LC50 significa que houve morte de metade da população testada. No caso, LC50(96h) significa que metade da população morreu em 96 horas de exposição à uma determinada concentração de níquel.
O cromo, embora menos tóxico que o níquel, também é tóxico. A imagem abaixo retirada de [9] mostra o efeito do cromo e de outros metais em duas poliquetas, sendo um uma espécie de verme de fogo. O mais interessante dessa tabela é que mostra que nesse caso o cromo foi mais tóxico que o chumbo e pouco menos tóxico que o cobre.
Também é interessante ver que a concentração de cromo para LC50 foi de 5 mg/l em 96h e diminui para 0,28mg/l em para LC50 em 28 dias no caso do Capitella Capitata adulta. Esse é um exemplo bastante comum de como um elemento tóxico em pequena quantidade causa um resultado prejudicial no longo prazo.
Qual será o efeito de uma exposição de uma dose pouco acima do tolerável em 1, 2 ou 3 anos em peixes e corais? Não há relatos sobre isso, mas não consigo ver bons resultados disso.
Também há o efeito da bioacumulação desses metais nos organismos.
As bactérias e o fitoplâncton absorvem os metais da água. O zooplâncton se alimenta dessas bactérias e fitoplâncton e também retém os metais no seu organismo. Por fim, nossos peixes e corais consomem esses organismos e estocam esses metais em seus organismos causando problemas no longo prazo.

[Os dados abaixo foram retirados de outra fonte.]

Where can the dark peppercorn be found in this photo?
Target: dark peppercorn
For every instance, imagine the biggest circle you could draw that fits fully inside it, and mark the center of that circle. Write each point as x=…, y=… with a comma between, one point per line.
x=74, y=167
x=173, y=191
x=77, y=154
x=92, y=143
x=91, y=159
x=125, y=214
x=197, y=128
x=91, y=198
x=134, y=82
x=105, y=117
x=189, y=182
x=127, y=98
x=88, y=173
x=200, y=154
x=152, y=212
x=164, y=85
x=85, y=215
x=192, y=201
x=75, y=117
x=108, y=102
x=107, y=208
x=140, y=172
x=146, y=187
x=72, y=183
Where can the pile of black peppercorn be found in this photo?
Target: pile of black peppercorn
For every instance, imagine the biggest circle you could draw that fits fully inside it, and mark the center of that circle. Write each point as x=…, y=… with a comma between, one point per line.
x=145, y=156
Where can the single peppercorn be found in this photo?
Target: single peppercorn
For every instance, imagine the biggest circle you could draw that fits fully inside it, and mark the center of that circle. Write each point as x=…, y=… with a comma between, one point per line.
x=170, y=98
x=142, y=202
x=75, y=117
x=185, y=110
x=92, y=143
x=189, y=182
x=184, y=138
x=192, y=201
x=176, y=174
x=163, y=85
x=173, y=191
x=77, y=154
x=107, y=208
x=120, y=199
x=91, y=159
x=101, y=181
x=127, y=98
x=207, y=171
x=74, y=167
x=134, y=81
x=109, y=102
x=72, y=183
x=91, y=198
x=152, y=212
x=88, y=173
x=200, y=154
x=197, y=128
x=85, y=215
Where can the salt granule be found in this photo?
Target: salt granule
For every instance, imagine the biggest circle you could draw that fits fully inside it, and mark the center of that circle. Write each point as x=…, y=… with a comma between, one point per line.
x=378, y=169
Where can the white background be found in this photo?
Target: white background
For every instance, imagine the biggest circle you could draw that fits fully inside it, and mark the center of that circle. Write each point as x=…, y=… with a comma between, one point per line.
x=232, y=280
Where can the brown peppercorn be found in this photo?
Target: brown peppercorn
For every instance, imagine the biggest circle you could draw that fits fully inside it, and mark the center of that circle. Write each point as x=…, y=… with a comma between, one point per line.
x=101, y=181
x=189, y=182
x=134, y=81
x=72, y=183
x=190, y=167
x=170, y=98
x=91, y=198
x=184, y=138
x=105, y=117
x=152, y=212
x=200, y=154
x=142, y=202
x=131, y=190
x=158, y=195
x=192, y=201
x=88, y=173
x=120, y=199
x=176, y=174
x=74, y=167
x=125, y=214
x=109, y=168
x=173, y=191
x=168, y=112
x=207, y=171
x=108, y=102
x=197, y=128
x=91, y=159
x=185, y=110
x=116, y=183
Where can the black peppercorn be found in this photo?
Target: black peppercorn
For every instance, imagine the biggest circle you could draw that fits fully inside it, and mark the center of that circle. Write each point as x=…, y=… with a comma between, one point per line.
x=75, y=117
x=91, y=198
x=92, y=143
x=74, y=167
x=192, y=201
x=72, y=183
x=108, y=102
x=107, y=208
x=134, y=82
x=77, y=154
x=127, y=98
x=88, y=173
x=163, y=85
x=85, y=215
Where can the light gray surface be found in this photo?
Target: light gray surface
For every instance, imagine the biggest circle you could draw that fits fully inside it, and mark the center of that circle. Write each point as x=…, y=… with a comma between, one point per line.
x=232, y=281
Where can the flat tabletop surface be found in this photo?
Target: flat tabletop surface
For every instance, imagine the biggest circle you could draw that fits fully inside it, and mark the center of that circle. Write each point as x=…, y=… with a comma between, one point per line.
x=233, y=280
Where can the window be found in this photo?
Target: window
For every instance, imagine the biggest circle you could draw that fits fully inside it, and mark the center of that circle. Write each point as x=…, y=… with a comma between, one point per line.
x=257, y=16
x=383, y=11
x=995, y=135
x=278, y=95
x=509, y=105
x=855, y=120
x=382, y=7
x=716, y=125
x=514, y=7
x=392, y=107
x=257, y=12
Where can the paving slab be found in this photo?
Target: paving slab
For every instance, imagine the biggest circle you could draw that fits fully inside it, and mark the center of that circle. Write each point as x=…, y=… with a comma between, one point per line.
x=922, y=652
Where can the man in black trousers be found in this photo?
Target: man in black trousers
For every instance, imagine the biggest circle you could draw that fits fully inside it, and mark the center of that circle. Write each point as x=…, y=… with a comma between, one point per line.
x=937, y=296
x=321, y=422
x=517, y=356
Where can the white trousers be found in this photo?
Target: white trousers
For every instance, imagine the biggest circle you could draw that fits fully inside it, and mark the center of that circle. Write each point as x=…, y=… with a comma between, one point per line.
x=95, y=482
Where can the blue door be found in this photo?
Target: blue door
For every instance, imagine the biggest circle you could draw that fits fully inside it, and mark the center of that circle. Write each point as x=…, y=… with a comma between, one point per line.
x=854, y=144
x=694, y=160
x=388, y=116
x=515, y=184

Mesmo que esses metais não estejam em quantidade tóxica, a exposição prolongada desses metais pode causar problemas de saúde e reduzir a expectativa de vida dos animais do aquário.
Segurança sempre
Nós da Aquários Sobrinho prezamos sempre pela segurança dos aquários e dos aquaristas. Não utilize tubo de inox nos seus aquários marinhos de forma alguma!
Caso seja um aquário de água doce (não pode ser água salobra), não há problema nenhum em usar um chiller feito com tubo de aço inox, o problema está mesmo nos cloretos presente na água salgada e da corrosão galvânica.
Referências
[1] https://www.walter.com/pt_BR/surfox/processo-de-passivacao
[2] Elfström, B.-O. (1980). The effect of chloride ions on passive layers on stainless steels. Materials Science and Engineering, 42, 173–180. doi:10.1016/0025-5416(80)90026-9
[3] Ma, Fong-Yuan. "Corrosive effects of chlorides on metals." Pitting Corrosion. InTech, 2012.
[4] Natishan, P. M., O’Grady, W. E., Martin, F. J., Rayne, R. J., Kahn, H., & Heuer, A. H. (2011). Chloride Interactions with the Passive Films on Stainless Steel. Journal of The Electrochemical Society, 158(2), C7. doi:10.1149/1.3520000
[5] Zhang, B., Wang, J., Wu, B., Guo, X. W., Wang, Y. J., Chen, D., … Ma, X. L. (2018). Unmasking chloride attack on the passive film of metals. Nature Communications, 9(1). doi:10.1038/s41467-018-04942-x
[6]https://edisciplinas.usp.br/pluginfile.php/3438430/mod_resource/content/1/Galvanica_HGM_2017.pdf
[7] http://www.worldstainless.org/Files/issf/non-image-files/PDF/Euro_Inox/Contact_with_Other_EN.pdf
[8] Eisler, Ronald. Nickel hazards to fish, wildlife, and invertebrates: a synoptic review. No. USGS/BRD/BSR--1998-0001. GEOLOGICAL SURVEY WASHINGTON DC, 1998.
[9] Reish, D. J., et al. "The effect of heavy metals on laboratory populations of two polychaetes with comparisons to the water quality conditions and standards in Southern California marine waters." Water Research 10.4 (1976): 299-302.